PRESIDENT DONALD TRUMP: No, because I want to be able to watch Iran. All I want to do is be able to watch. We have an unbelievable and expensive military base built in Iraq. It’s perfectly situated for looking at all over different parts of the troubled Middle East rather than pulling up. And this is what a lot of people don’t understand. We’re going to keep watching and we’re going to keep seeing and if there’s trouble, if somebody is looking to do nuclear weapons or other things, we’re going to know it before they do.
This is ridiculous. Why couldn’t he sell the base – like he’s doing with arms – to the Iraqis or the Arab League? Would it not be considered a ‘win-win’ because it saves the U.S. money, brings troops home, and helps the Arab League or whoever start policing the region better? After all, the Arab League, not to mention Israel, want to keep an eye on Iran, so why not let them do it? That seems more logical than the threat of another war.
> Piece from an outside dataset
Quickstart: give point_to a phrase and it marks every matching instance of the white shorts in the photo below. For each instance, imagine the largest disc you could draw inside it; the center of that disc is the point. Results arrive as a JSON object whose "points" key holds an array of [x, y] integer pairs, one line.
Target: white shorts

Of course, Trump’s wide foreign policy swings don’t just involve the Middle East. He was asked about troops going to Venezuela – and, no surprise to anyone who read last year’s AP report claiming he wanted to remove Nicholas Maduro via invasion – Trump won’t rule it out.
MARGARET BRENNAN: What would make you use the U.S. military in Venezuela? What’s the national security interest?
PRESIDENT DONALD TRUMP: Well I don’t want to say that. But certainly it’s something that’s on the- it’s an option.
Lovely (not). There is no national security interest in Venezuela and the situation is still fluid with the socialist dictator Maduro in a standoff with socialist-lite Juan Guaidó. More U.S. involvement isn’t the answer and would more than likely destabilize the country – especially if Russia decides to flex its military muscles by backing Maduro more than it is already. The fact Maduro sold gold to UAE possibly (?) with Russia’s help is disturbing. Why foment more acrimony by sending in troops?
Perhaps Trump’s only consistency, when it comes to foreign policy, is his inconsistency. He should stick with his claimed non-interventionist instincts. The fact he’s not isn’t surprising, but still a disappointment.